Tarımda fiyat oluşumunun ekonomi politiği ve fındık

Prof. Dr. Havva TUNC / İÜ. İktisat Fakültesi, İktisat Bölümü Öğretim Ü[email protected]

YAYINLAMA
GÜNCELLEME

Tarımsal fiyatlar sanayi kesimindeki fiyatlardan farklı bir yapı göstermektedir. Sanayide marjinal maliyet ve marjinal gelir eşitliği ile belirlenen fiyat ve üretim düzeyi, tarım sektöründe tam olarak geçerli olmayıp farklılık arz eder. Tarımda piyasa ekonomisi yerine geçimlik ekonominin geçerli olduğu özel durumlarda fark daha artar. "Tarımda fiyat oluşumun ekonomi politiği ve fındık" konulu bu çalışmada, kuramsal olarak, tarımda fiyatın nasıl belirlendiği açıklandı. Tarımsal ürünler tam rekabete yakın piyasalarda (serbest piyasa ekonomisi) satılmalarına karşılık üretimin temel girdileri monopol piyasalardan sağlanması sektörün çift taraflı sömürüye açık olduğu anlamına geldiğinden sektörde izlenmesi gereken politikalar, fındık ürünü eşliğinde analiz edilmeye çalışıldı.

Piyasada fiyatın oluşumu

Tarımsal ürünün arzı, talebi ve pazarlanması sanayi ürününe göre farklı bir yapı gösterir. Genellikle sanayi malının fiyatı maliyetlerin itişi ile yukardan aşağıya bir baskı ile belirlenirken tarımsal malın fiyatı aşağıdan yukarıya doğru, tüketici piyasasından başlamak üzere perakendeci toptancı ve aracı kanalı ile tarım üreticisi için veri olarak oluşur. Başka bir deyişle, tarımsal ürün fiyatı oluşurken üreticilerin ve dolayısıyla maliyetlerin rolü genellikle kısıtlıdır.
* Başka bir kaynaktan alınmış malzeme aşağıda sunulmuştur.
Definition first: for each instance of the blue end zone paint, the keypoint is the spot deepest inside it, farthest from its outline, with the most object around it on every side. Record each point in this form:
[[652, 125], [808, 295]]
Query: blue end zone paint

Çünkü bir döneme ait herhangi bir ürünün fiyatı o dönemin maliyeti değil o ürünün toplam arzı belirler.

Tarım ürün fiyatının önemli özelliklerinden biri de konjonktürel dalgalanmalara karşı duyarlı olmasıdır. Konjonktürün yüksek olduğu dönemde tarım ürününün fiyatı daha erken daha şiddetli yükselmektedir. Buna karşılık konjonktürün düşük olduğu dönemlerde ise en erken düşmektedir. Özellikle konjonktürün alçalma safhası tarım ürünü üreticisinin olumsuz yönden fazlaca etkilendiği dönemdir.
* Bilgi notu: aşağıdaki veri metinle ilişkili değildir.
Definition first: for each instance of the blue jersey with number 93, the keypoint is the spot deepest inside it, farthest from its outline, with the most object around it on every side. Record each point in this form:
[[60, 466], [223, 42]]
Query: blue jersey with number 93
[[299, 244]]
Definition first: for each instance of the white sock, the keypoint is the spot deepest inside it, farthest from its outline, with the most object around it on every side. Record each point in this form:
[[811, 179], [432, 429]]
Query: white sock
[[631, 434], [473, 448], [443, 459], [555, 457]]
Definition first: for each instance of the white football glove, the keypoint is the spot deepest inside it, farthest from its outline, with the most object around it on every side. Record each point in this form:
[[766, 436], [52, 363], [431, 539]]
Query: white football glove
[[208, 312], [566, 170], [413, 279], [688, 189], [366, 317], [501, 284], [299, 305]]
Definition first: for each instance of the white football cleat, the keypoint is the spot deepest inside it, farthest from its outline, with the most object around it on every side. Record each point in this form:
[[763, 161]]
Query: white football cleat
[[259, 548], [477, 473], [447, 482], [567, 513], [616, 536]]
Tarım ürün arzı, kısa dönemde hemen hemen hiç değiştirilemez. Diğer bir deyişle kısa dönem tarım ürününün arz elastikiyeti yaklaşık sıfıra eşittir. Tarım ürünü talebi ise gerek gıda maddeleri gerekse tarımsal hammaddeler için düşük bir elastikiliğe sahiptir.

Tarım ürününün bir kısmı yıllıktır ve bekletilebilir, stok edilebilir niteliktedir. Ürün yılın bir mevsiminde elde edilir. Ertesi yılın aynı dönemine kadar piyasaya arz, eldeki stoktan yapılır. O zaman elde edilen ürün, stok hareketleri + ithalat-ihracat toplamından ibarettir.
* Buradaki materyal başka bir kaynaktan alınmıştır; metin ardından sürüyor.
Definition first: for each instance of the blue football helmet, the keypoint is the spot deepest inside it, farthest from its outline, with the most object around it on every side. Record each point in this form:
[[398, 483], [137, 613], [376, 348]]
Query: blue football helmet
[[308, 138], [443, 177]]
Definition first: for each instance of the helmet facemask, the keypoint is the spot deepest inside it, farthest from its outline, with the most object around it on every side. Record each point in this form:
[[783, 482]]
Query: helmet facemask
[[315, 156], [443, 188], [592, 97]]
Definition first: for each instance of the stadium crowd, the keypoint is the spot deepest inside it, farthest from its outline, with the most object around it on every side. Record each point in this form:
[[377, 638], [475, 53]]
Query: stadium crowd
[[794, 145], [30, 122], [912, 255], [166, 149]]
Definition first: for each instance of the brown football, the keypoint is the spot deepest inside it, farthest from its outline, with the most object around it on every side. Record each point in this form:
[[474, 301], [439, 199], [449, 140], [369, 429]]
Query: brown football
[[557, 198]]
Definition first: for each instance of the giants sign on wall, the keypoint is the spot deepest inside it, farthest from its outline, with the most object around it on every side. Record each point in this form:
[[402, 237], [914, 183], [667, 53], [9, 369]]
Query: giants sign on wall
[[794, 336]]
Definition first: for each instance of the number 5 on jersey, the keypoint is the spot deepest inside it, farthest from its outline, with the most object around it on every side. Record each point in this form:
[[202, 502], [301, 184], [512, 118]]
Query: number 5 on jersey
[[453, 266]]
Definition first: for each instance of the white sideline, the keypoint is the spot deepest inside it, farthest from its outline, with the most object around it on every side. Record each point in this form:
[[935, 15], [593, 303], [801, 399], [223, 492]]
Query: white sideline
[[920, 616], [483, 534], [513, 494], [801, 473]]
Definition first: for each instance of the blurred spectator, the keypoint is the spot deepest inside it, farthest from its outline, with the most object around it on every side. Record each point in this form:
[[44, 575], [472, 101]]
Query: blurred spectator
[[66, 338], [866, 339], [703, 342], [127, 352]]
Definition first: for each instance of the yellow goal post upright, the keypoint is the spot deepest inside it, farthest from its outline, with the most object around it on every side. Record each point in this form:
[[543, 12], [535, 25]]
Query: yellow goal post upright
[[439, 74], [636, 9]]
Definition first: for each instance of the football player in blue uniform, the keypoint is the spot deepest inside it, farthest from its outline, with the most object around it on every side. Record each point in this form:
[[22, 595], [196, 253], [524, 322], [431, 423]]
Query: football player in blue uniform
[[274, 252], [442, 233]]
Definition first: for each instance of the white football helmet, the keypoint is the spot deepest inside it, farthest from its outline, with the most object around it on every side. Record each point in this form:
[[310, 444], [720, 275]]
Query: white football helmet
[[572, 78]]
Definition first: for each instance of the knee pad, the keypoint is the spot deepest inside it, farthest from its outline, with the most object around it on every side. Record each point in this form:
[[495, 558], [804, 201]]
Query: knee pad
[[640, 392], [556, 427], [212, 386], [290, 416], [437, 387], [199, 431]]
Bilindiği üzere arz eğrisi sol aşağıdan sağ yukarı doğru çıkan pozitif eğimli bir doğrudur. Ama ürün elde edildikten sonra arz eğrisi yatay eksene dik bir doğru olarak gösterilir. Bunun anlamı ürün miktarı belirlenmiş değişmez demektir. Ürünün bol olduğu dönemlerde arz eğrisi sağa kıt olduğu dönemde sola dikey hareket eder. Yıl boyunca kullanım oranında stok azalır. Yeni ürünün elde edildiği dönemde ertesi yıla devredilecek stok dışında, eski yılın ürünü tüketilmiş olur. Tarım ürünlerinin bir kısmı çabuk bozulur, bekletilemez. Üretildiği dönemde birkaç gün veya birkaç hafta içinde tüketilir satılır (taze sebze veya meyve gibi). Mevcut ürün piyasa döneminde serbest pazar koşullarına göre talebe uyum gösterecek fiyattan satılacaktır, satılamayan ziyan olacaktır ya da işlem görerek nitelik değişimine uğrayacaktır(konserve, toz, kurutma, kavurma, fırınlama gibi işlem sonucu tarım ürünü olmaktan çıkıp sanayi ürününe dönüşecektir).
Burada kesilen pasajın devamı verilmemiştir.